Space Force Backs Multi-Vehicle Commercial RPO Demos

True Anomaly’s Jackal spacecraft. Image: True Anomaly.

Rocket Lab and True Anomaly will square off in orbit next year under a demo mission funded by the Space Force, the two companies said yesterday. 

The joint rendezvous and proximity operations mission, dubbed VICTUS HAZE, is the latest effort from Space Systems Command to demonstrate responsive space operations, where spacecraft are sent to orbit as fast as possible in response to emerging threats. 

“How do you make the most credible demonstration of capability as possible?” asks True Anomaly CEO Even Rogers. “You gotta do it with another system up there.”

Go dynamic: The Space Force is pushing to better integrate commercial providers into its operations, and to gather more intel on Chinese and Russian military assets in orbit. 

“We must have timely and relevant indications and warnings to help us avoid operational surprise in a crisis where appropriate to take defensive actions,” Space Force chief Gen. Chance Saltzman said last month. 

Do the dance: After the True Anomaly and Rocket Lab vehicles are built, they will enter a hot standby phase before being alerted to launch on separate mission profiles. Once in orbit, the two vehicles will attempt to inspect each other at close range.

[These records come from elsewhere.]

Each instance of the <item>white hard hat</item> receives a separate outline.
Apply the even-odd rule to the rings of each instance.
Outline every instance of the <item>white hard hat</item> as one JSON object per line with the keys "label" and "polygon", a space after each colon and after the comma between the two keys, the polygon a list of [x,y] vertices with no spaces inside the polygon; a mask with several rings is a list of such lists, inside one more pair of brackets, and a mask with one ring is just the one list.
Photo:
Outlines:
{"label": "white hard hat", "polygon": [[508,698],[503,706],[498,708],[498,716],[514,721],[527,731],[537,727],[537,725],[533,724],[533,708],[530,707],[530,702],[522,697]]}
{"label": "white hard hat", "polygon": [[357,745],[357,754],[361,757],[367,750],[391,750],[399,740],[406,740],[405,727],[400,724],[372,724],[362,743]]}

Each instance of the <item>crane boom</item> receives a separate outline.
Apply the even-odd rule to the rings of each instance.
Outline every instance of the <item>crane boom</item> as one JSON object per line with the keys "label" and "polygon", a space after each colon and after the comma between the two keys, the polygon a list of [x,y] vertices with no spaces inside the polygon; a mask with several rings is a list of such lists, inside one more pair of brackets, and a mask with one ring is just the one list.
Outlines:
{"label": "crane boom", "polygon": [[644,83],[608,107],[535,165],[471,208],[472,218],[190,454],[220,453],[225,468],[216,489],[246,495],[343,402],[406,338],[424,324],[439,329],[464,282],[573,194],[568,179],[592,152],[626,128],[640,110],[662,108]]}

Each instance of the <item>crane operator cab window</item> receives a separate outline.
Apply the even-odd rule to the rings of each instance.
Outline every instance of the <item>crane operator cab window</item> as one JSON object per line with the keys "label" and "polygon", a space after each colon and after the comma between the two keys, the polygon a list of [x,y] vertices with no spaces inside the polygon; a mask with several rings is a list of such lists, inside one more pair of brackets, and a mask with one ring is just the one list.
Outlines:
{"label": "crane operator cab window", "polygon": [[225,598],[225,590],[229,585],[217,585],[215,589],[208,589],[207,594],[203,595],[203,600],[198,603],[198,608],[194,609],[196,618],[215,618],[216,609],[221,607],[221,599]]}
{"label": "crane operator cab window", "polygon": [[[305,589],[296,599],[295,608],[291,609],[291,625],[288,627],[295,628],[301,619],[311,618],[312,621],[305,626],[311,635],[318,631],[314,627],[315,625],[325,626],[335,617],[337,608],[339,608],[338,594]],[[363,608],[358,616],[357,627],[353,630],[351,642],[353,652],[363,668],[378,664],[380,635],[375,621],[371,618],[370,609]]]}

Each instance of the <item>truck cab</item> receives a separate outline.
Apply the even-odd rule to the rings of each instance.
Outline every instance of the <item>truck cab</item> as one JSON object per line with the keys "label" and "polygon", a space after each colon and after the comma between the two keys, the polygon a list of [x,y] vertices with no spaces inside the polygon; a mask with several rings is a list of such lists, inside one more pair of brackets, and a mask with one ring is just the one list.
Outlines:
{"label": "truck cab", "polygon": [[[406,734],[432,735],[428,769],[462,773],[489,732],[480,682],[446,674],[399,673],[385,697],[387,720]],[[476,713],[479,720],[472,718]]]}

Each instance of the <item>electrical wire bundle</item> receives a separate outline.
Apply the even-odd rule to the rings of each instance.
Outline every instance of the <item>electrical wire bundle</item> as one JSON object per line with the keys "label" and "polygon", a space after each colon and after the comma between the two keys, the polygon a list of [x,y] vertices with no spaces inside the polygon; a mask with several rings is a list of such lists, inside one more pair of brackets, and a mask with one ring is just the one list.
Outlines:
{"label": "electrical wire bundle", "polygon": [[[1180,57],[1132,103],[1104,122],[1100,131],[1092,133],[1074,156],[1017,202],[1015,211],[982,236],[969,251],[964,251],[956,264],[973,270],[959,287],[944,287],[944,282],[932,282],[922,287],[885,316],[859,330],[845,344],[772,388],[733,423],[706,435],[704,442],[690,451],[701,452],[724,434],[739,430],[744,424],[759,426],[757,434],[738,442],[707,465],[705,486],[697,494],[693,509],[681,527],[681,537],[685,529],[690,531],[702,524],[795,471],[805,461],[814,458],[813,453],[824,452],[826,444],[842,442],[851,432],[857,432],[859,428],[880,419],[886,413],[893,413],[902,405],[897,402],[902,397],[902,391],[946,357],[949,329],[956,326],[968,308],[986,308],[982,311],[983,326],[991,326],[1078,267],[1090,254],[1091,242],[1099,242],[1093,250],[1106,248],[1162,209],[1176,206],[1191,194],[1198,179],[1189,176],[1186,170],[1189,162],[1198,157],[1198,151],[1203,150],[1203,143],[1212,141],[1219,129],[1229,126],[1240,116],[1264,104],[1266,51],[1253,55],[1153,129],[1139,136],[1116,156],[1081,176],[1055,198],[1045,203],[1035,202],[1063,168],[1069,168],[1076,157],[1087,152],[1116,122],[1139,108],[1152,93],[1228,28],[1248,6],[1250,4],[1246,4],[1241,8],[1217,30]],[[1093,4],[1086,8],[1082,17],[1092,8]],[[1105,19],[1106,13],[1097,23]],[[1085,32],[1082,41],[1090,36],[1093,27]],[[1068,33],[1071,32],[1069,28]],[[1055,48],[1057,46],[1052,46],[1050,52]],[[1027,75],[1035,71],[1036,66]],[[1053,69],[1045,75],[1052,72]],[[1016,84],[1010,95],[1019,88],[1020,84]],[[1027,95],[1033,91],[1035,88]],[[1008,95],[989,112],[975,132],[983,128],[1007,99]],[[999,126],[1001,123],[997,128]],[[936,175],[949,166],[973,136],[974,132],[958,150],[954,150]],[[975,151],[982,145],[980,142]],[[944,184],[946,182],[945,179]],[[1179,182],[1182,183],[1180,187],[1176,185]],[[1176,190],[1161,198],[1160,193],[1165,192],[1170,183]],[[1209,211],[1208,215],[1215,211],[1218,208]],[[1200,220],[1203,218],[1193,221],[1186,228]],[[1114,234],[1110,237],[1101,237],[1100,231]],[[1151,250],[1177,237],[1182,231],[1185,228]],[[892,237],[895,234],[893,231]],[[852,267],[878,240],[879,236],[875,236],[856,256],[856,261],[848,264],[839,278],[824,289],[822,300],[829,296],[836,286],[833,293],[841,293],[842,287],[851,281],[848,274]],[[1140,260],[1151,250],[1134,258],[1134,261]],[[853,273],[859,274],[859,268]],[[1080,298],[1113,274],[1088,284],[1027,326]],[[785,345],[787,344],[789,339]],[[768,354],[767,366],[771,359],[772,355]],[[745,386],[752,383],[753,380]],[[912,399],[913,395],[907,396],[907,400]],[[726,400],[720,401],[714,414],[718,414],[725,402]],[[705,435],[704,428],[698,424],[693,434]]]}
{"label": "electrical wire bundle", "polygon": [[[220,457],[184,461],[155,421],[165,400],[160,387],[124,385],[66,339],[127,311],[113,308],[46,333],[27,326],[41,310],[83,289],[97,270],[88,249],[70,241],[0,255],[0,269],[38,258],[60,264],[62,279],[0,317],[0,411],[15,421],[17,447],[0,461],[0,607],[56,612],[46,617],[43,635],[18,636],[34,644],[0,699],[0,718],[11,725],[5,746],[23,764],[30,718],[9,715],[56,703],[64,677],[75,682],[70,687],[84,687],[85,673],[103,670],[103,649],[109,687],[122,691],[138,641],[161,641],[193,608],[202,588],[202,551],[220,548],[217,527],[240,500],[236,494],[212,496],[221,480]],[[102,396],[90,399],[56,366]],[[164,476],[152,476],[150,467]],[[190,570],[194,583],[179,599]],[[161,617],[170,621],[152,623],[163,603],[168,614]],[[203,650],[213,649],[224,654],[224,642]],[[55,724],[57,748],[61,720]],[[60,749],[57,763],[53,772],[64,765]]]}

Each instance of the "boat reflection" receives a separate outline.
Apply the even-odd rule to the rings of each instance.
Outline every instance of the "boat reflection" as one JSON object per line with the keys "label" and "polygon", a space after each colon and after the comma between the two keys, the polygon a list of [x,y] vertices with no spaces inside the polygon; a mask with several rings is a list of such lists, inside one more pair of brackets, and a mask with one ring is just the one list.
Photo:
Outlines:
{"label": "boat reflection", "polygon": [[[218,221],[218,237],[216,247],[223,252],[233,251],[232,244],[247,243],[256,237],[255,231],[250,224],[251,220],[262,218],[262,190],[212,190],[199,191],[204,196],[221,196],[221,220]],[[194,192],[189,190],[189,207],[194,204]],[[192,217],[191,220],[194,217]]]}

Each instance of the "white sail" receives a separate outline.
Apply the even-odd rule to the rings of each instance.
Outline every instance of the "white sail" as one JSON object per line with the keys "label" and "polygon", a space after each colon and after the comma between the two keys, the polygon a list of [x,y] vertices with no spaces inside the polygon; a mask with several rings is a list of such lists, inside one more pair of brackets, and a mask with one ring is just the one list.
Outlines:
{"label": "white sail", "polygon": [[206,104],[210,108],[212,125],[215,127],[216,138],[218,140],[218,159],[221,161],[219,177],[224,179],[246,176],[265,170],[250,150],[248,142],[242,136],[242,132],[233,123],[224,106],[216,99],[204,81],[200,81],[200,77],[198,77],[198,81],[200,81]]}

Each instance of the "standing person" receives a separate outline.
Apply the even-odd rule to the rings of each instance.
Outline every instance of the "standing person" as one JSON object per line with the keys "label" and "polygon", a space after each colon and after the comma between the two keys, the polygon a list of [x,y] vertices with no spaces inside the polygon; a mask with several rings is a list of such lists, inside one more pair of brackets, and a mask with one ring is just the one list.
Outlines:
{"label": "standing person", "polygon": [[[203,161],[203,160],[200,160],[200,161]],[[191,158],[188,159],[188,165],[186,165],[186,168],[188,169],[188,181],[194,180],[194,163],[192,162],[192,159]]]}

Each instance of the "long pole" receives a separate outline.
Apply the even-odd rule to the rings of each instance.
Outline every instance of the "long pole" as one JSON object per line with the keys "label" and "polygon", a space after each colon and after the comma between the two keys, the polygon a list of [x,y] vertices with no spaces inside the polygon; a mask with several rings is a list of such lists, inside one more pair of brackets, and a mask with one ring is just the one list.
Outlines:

Planners expect to increase complexity to the point where one vehicle will actively avoid being characterized. The goal isn’t just to demonstrate the technology, but also develop the tactics and procedures for these kinds of missions.

True’s Anomaly: Space Safari, a rapid acquisition office, awarded a $30M contract to True Anomaly, which will also contribute $30M of its own capital to the project. While the launch vehicle was not disclosed, Space Systems Command said it would be a “new launch concept” called “rapid rideshare.” 

The award follows a failed first demo mission for the company’s Jackal vehicle in March. Rogers called that a “risk-reduction effort,” and expects two more prototypes to reach orbit before VICTUS HAZE launches next year. The largest design change, Rogers said, is in the vehicle’s propulsion system.

Constellation lab. Rocket Lab, meanwhile, received a $32M contract from the Defense Innovation Unit for its demonstration. While the company has built a variety of spacecraft, this is its first vehicle designed for RPO operations. The design is based on the Pioneer satellite bus most recently used to carry Varda’s orbital manufacturing demonstration, which Rocket Lab is producing in constellation numbers for customers including Viasat.

This will also be Rocket Lab’s first end-to-end mission—rapidly developing a spacecraft, licensing it, launching it and operating it as a turnkey service for the DOD. Richard French, a senior director on the company’s space systems team, told Payload the company views the mission as a key way to demonstrate its responsive space capabilities.